In a single night, all of the "Fifty-seven," as the non-Human Sith of Kesh were known—except for the Houk Gloyd, a close friend of Yaru Korsin—were killed. The Fifty-seven did not go quietly, fighting the Lost Tribe assassins throughout the darkness in the mountains, though they could not withstand the attack for long. A young sentry was trapped and killed, never abandoning his post until the bitter end. Another prominent member of the Fifty-seven, the cyborg translator Hestus, was personally brought down by Seelah Korsin herself. The dead were beheaded and put on display in a plaza in the city of Tahv, even while the remnants of the Fifty-seven still held out against Yaru Korsin and his chief lieutenants. The final living members of the Fifty-seven were driven to a last stand high in the Takara Mountains, close to the Omens original crash site. No quarter was given, and Yaru Korsin threw any who surrendered over the side of a cliff. Meanwhile, the wounded Ravilan Wroth was brought to the plaza where those already killed were displayed. Confronted by Seelah Korsin, Wroth admitted his complicity in the deaths at Tetsubal, but not in any of the other cities. Revealing her deception, Seelah took credit for those deaths, as well as the deaths of all the infant pureblood Sith who had been born on Kesh since the Omens crash, saying that Wroth and his people would have done the same to Seelah and her kind eventually. With that, Jariad Korsin, Seelah's son, emerged from the darkness and killed Wroth, completing the purge.
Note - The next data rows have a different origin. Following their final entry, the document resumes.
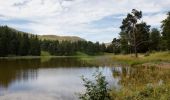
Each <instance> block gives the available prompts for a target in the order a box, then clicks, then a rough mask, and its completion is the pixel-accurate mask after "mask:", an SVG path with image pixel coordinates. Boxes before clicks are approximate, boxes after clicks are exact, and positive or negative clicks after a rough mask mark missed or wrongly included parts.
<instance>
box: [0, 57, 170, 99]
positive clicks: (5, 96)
mask: <svg viewBox="0 0 170 100" xmlns="http://www.w3.org/2000/svg"><path fill="white" fill-rule="evenodd" d="M93 62H95V64H94V63H93V64H92V63H89V62H87V61H83V60H79V59H77V58H63V57H62V58H52V59H48V58H46V59H39V58H35V59H1V60H0V100H77V99H78V96H77V93H80V92H83V91H84V87H83V82H82V80H81V78H80V77H81V76H82V75H84V76H85V77H87V78H89V79H91V80H93V78H92V75H93V74H94V73H95V72H96V71H97V70H99V71H101V72H102V73H103V75H105V76H106V79H107V81H108V82H109V86H110V88H112V87H116V88H121V86H125V87H126V86H127V87H129V86H132V87H134V86H144V85H146V84H148V83H149V84H150V83H168V82H170V70H169V69H161V68H156V67H142V66H140V67H127V66H114V65H112V64H111V63H112V62H113V61H110V58H109V59H107V58H99V59H98V60H97V61H93Z"/></svg>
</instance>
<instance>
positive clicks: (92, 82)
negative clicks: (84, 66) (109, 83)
mask: <svg viewBox="0 0 170 100" xmlns="http://www.w3.org/2000/svg"><path fill="white" fill-rule="evenodd" d="M82 80H83V81H84V86H85V88H86V91H85V93H84V94H80V95H79V99H81V100H111V97H110V94H109V92H110V90H109V89H108V83H107V82H106V78H105V76H103V75H102V73H101V72H99V73H98V74H97V75H96V76H95V82H93V81H91V80H89V79H87V78H84V77H82Z"/></svg>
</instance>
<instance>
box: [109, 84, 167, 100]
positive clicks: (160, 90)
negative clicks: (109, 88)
mask: <svg viewBox="0 0 170 100" xmlns="http://www.w3.org/2000/svg"><path fill="white" fill-rule="evenodd" d="M112 96H114V97H115V100H169V98H170V85H165V84H162V85H155V86H154V85H152V84H148V85H146V86H144V88H139V89H137V90H135V91H134V90H130V89H126V88H123V89H121V90H120V91H114V90H113V91H112Z"/></svg>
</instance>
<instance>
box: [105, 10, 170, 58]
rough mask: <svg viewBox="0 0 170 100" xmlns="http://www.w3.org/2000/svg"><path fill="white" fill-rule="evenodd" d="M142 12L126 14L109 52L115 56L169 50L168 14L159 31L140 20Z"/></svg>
mask: <svg viewBox="0 0 170 100" xmlns="http://www.w3.org/2000/svg"><path fill="white" fill-rule="evenodd" d="M141 18H142V11H138V10H136V9H133V10H132V12H131V13H129V14H127V16H126V18H125V19H123V21H122V25H121V26H120V29H121V32H120V33H119V38H114V39H113V41H112V44H111V45H109V46H108V48H109V49H108V50H109V52H112V53H115V54H119V53H122V54H130V53H135V56H136V57H137V56H138V55H137V53H146V52H151V51H167V50H170V12H168V13H167V18H166V19H165V20H163V21H162V25H161V30H159V29H158V28H152V29H151V26H150V25H148V24H147V23H146V22H144V21H142V20H141Z"/></svg>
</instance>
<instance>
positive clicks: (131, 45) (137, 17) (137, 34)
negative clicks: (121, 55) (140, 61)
mask: <svg viewBox="0 0 170 100" xmlns="http://www.w3.org/2000/svg"><path fill="white" fill-rule="evenodd" d="M141 18H142V12H141V11H138V10H136V9H133V10H132V12H131V13H129V14H128V15H127V17H126V18H125V19H123V21H122V25H121V27H120V28H121V31H122V32H121V33H120V35H121V38H122V39H121V43H123V44H122V45H123V46H122V47H124V48H125V49H126V50H127V47H133V51H134V53H135V56H136V57H137V56H138V55H137V53H138V52H146V51H147V50H148V43H147V42H148V40H149V28H150V26H149V25H147V24H146V23H145V22H141V23H139V20H140V19H141ZM122 33H123V34H122ZM146 43H147V44H146ZM126 45H129V46H126ZM141 46H142V47H141ZM130 49H131V48H130ZM124 52H125V51H124Z"/></svg>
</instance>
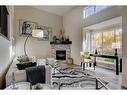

With that, all of the non-Human crewmembers of the Omen, save Gloyd— who himself would perish along with Yaru Korsin in a lightsaber duel ten years later—were killed. Little did the Lost Tribe know that their purge was secretly supported by a Keshiri resistance movement dedicated to overthrowing Sith rule on Kesh. Tilden Kaah, a secret operative of the resistance movement and the personal attendant to Seelah Korsin, brought the news to resistance leader Adari Vaal immediately after the purge's completion. Although the Lost Tribe suffered a population loss due to the purge, it was more than made up for by a rapid increase in births over the next decade. In the years following the bloodshed of the purge, Yaru Korsin looked on the purge as an unfortunate but ultimately necessary event, as a homogenous Lost Tribe was easier to rule. Little knowledge of the Fifty-seven or the purge survived for very long, as Seelah Korsin took steps to erase them from history. Still, Keshiri tales spoke of "deformed" crewmembers of the Omen and their elimination. In fact, by 3000 BBY, there was an active political faction on Kesh known as Force 57 that was comprised of physically imperfect members of the Lost Tribe, who revered Ravilan Wroth and the original Fifty-seven.
The purge of the Fifty-seven first appeared in John Jackson Miller's 2010 eBook, Lost Tribe of the Sith: Paragon. The event was also mentioned in two subsequent sequels, Savior and Pantheon, along with the 2012 reference book The Essential Reader's Companion. In his production notes for Paragon, Miller revealed that he used the purge as a "story springboard" to move the Lost Tribe from its more diverse form seen in the Sith of the Tales of the Jedi comic book series to the homogenous kind found in the later Fate of the Jedi novels.